Request specs used to test API from a user view - by sending requests and checkign their results. Their should be written on the basis of API blueprint. Their shouldn't check the internal states of application, such as models, use_cases etc.

Task is called with 1 argument, that consists from two parts divided by colon:

  • request type (get, post etc.)

  • requests relative address

Example:

$ hexx request get:items/{id}
# => spec/requests/my_module/api/v1/get_items_id_spec.rb

API namespace (those /my_module/api/v1) will be added by default.

Controller action with a corresponding route

A scaffolder provides tests for both a controller and its router. It also scaffolds a controller action itself. The router action should be added manually.

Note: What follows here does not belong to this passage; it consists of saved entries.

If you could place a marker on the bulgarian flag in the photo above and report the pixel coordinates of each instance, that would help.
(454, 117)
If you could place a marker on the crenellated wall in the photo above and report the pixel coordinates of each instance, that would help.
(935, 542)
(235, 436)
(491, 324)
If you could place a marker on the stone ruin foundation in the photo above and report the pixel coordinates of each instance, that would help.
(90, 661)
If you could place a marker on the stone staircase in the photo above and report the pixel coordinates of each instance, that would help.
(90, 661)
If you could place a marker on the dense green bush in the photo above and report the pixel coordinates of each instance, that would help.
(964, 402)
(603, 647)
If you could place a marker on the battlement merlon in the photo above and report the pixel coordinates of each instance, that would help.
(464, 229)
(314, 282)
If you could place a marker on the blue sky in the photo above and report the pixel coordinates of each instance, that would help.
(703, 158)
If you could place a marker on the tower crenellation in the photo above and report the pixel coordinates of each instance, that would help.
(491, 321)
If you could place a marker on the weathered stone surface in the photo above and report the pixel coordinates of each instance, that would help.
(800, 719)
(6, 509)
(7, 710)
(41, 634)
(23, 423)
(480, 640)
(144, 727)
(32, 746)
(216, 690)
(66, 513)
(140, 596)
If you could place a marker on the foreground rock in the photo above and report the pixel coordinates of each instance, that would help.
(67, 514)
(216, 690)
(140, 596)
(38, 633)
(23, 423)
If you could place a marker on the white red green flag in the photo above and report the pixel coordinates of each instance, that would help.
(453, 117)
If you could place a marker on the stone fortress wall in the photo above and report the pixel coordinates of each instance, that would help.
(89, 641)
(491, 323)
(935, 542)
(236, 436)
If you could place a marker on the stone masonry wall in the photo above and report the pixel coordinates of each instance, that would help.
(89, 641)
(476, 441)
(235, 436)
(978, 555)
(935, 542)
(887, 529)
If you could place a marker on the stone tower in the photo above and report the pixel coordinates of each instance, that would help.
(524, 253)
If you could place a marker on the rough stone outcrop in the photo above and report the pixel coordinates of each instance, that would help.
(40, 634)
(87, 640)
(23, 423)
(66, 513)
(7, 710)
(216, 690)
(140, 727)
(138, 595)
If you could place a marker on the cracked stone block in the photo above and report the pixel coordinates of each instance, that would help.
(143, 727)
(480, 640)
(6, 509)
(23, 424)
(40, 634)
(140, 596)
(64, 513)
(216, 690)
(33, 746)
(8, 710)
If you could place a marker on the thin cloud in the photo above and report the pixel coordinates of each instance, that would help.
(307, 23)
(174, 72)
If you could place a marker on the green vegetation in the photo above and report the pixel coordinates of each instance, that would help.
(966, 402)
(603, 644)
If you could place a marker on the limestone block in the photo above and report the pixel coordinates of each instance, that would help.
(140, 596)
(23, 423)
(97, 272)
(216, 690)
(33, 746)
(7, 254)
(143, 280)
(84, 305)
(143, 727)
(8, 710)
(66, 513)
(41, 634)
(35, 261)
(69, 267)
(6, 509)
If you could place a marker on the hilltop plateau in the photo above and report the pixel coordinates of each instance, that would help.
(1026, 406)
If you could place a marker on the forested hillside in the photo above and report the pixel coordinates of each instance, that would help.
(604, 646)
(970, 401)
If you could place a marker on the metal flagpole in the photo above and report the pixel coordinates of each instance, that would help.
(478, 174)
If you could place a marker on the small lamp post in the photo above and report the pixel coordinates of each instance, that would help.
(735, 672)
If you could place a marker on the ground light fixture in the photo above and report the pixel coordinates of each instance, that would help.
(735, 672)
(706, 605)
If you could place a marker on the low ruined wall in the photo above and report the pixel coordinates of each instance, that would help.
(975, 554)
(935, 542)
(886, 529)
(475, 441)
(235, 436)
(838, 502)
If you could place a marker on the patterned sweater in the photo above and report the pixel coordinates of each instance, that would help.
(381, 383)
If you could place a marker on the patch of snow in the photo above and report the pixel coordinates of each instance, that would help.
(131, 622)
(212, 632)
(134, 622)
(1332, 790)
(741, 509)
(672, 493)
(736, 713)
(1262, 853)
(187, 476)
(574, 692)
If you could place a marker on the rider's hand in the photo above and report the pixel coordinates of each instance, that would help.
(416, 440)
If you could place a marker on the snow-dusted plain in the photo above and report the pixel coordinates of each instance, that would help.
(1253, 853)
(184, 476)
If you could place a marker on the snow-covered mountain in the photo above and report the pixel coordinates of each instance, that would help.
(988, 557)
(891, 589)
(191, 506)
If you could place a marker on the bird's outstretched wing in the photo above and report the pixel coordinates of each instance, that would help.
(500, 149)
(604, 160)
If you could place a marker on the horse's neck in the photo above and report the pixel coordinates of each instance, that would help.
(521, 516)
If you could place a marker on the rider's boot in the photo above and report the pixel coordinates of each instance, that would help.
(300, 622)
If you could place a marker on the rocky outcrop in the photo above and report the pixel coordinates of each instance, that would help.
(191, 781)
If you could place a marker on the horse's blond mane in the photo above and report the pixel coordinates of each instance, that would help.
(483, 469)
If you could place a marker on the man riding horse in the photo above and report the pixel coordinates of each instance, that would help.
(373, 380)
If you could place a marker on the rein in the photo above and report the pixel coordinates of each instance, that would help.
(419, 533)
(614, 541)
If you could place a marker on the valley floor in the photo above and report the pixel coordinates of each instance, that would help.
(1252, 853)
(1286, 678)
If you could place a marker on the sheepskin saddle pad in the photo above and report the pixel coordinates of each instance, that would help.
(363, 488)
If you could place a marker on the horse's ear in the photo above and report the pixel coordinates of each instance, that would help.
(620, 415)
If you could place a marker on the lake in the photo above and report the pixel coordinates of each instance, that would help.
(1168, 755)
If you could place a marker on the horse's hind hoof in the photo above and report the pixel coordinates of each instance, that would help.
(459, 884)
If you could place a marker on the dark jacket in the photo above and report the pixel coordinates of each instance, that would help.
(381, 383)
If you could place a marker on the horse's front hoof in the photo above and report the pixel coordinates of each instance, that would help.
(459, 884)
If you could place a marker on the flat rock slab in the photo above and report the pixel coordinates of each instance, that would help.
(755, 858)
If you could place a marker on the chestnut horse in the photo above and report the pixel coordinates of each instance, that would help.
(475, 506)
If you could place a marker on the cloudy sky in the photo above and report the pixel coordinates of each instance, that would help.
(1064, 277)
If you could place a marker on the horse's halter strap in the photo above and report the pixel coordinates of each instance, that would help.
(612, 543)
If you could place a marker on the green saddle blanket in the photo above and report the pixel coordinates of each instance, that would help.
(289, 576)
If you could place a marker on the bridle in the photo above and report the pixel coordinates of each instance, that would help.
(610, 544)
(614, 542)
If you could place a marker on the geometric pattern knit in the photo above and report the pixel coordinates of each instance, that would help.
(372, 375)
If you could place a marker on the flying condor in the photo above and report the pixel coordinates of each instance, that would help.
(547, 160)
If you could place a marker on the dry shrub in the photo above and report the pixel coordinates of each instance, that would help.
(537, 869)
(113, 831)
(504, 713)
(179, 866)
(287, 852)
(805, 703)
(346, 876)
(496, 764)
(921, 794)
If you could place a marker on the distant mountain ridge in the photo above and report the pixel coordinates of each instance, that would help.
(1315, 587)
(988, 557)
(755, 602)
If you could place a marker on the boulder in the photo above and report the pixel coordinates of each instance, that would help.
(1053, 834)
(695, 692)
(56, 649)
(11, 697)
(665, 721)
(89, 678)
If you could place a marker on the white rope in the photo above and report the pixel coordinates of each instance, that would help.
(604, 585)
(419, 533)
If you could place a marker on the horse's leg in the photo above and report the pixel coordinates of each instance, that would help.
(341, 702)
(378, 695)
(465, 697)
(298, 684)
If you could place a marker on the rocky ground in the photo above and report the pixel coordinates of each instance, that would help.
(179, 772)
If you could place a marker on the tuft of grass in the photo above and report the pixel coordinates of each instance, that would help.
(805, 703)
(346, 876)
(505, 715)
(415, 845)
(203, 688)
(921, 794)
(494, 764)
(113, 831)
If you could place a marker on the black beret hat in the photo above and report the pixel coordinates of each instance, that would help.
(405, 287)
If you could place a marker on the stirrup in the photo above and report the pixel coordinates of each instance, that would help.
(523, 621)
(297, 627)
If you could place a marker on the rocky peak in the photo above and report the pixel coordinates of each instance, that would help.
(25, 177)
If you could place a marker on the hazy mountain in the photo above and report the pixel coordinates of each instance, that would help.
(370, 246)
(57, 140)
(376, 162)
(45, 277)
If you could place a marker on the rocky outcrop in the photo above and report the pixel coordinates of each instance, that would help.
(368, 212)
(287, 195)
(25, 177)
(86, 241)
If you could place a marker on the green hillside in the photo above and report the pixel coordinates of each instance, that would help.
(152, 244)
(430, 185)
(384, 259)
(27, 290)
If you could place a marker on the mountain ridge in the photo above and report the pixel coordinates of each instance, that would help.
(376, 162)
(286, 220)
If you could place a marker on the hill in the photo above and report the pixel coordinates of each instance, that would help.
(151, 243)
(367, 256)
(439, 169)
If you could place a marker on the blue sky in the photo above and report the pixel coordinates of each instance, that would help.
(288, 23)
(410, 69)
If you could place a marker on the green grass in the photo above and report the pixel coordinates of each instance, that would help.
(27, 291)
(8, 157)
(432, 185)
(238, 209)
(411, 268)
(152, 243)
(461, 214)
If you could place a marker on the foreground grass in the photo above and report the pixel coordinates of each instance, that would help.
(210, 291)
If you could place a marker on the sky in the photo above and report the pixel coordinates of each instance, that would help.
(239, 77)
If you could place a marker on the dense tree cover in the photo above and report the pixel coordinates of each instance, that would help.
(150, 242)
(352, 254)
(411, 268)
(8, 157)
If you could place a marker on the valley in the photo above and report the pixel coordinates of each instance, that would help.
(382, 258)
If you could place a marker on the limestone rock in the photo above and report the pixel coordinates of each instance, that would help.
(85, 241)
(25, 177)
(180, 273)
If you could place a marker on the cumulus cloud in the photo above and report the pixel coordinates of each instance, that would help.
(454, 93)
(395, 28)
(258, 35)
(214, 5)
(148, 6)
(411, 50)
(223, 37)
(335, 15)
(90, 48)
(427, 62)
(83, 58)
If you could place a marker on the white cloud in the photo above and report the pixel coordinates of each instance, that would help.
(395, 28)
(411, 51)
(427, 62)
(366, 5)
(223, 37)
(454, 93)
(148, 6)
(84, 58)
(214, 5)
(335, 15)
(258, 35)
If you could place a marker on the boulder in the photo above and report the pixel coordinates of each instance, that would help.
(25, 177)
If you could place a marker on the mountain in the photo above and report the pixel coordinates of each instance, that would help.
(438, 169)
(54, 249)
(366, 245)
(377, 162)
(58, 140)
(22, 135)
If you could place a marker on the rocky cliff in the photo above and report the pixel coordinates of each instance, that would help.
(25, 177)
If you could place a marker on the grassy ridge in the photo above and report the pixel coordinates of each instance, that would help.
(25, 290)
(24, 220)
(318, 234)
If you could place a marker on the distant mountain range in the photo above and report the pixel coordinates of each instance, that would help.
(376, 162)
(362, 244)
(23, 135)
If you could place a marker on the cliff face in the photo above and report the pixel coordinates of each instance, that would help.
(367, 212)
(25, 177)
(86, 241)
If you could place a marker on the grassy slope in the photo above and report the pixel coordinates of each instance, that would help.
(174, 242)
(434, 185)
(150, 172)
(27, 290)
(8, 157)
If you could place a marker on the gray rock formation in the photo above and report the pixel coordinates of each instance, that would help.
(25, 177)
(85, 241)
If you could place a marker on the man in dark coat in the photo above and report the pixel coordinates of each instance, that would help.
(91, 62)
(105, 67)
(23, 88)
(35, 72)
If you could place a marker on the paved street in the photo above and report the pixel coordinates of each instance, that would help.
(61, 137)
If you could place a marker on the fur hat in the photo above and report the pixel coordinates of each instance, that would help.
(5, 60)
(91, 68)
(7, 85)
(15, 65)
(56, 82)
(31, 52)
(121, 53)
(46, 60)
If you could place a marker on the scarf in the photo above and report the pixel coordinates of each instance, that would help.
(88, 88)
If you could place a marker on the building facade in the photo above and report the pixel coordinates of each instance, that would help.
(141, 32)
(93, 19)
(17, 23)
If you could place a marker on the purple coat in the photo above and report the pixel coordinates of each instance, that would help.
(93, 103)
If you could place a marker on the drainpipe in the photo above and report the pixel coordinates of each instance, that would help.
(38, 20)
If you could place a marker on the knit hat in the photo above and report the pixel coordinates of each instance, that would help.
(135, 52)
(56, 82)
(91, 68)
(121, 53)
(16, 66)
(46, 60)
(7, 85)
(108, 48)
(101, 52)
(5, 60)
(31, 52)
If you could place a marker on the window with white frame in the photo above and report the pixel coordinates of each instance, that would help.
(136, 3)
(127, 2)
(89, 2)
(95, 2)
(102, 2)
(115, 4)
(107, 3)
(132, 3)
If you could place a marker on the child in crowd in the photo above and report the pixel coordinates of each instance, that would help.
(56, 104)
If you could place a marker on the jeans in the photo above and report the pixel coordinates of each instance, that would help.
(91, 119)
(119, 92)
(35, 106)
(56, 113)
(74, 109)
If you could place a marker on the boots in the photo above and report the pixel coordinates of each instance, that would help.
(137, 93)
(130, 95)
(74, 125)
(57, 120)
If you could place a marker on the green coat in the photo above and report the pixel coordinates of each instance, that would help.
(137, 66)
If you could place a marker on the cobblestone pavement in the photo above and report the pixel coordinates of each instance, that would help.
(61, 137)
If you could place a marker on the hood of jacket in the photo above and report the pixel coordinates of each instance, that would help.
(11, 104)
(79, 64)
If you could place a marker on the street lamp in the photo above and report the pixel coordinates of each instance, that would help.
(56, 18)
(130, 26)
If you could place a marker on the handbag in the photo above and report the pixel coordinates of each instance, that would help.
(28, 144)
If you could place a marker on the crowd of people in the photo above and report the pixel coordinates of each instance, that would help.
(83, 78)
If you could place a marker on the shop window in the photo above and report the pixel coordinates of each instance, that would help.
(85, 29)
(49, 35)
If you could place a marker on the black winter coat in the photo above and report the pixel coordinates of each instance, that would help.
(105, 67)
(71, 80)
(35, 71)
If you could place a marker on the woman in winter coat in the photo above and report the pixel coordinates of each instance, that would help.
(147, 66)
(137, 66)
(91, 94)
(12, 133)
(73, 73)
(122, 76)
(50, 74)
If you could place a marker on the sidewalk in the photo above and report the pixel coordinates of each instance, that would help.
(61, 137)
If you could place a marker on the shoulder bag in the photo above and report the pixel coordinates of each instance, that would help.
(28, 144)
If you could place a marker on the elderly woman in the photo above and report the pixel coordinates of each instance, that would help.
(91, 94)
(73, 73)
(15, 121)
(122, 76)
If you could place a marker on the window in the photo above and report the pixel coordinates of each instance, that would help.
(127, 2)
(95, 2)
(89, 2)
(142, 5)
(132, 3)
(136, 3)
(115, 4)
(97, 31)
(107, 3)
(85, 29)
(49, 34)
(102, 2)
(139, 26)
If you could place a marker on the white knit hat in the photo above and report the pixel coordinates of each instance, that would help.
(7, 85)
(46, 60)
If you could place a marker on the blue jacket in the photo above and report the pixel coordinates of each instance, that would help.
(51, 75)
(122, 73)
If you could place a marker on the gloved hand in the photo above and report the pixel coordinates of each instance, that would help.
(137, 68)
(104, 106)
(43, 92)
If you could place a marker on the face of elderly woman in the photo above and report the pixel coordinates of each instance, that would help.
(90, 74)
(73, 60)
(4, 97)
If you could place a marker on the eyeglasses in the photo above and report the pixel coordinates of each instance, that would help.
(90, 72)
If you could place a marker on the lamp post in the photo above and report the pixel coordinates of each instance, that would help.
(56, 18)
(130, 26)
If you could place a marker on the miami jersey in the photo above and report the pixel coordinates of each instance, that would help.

Except for the requests specs (above) the controller spec is an unit test that checks outer and inner controller action in isolation from both router and a use case. It only checks that outer actions calls proper use cases, and inner actions returns proper responce to a user.

Task is called with 3 argumets:

  • name of the controller

  • request type and action name, divided by colon

  • name of the use case for the action

Example:

$ hexx controller items get:show get_item
# => spec/routing/my_module/api/v1/items_routing_spec.rb
# => spec/controllers/my_module/api/v1/items_controller_spec.rb
# => app/controllers/my_module/api/v1/items_controller.rb

Acceptance spec for the domain

The domain spec checks the inner part of the domain (use_cases and models) as a whole. Because the domain interacts with outer word through the use cases only, the acceptance test should call use_cases and check its results. It should not check inner states of the domain (models, entities, repositories, databases etc.)

Task is called with 1 argument:

  • name of the use_case.

Example:

$ hexx domain get_item
# => spec/my_module/domain/get_item_spec.rb

UseCase

The unit tests for checking a use_case in isolation.

Task is called with 1 argument:

  • name of the use_case.

Example:

$ hexx use_case get_item
# => spec/my_module/use_cases/get_item_spec.rb
# => app/my_module/use_cases/get_item.rb

Dependency

Scaffolds the external dependency setting with a corresponding specs.

Task is called with 1 argument:

  • name of the dependency.

Example:

$hexx dependency some_module
# => spec/my_module_spec.rb
# => lib/my_module.rb

Relevant Links

1

Matt Wynne's talk Hexagonal Rails

Changelog

To review changes between versions see the CHANGELOG.

License

The project is distributed under the MIT LICENSE.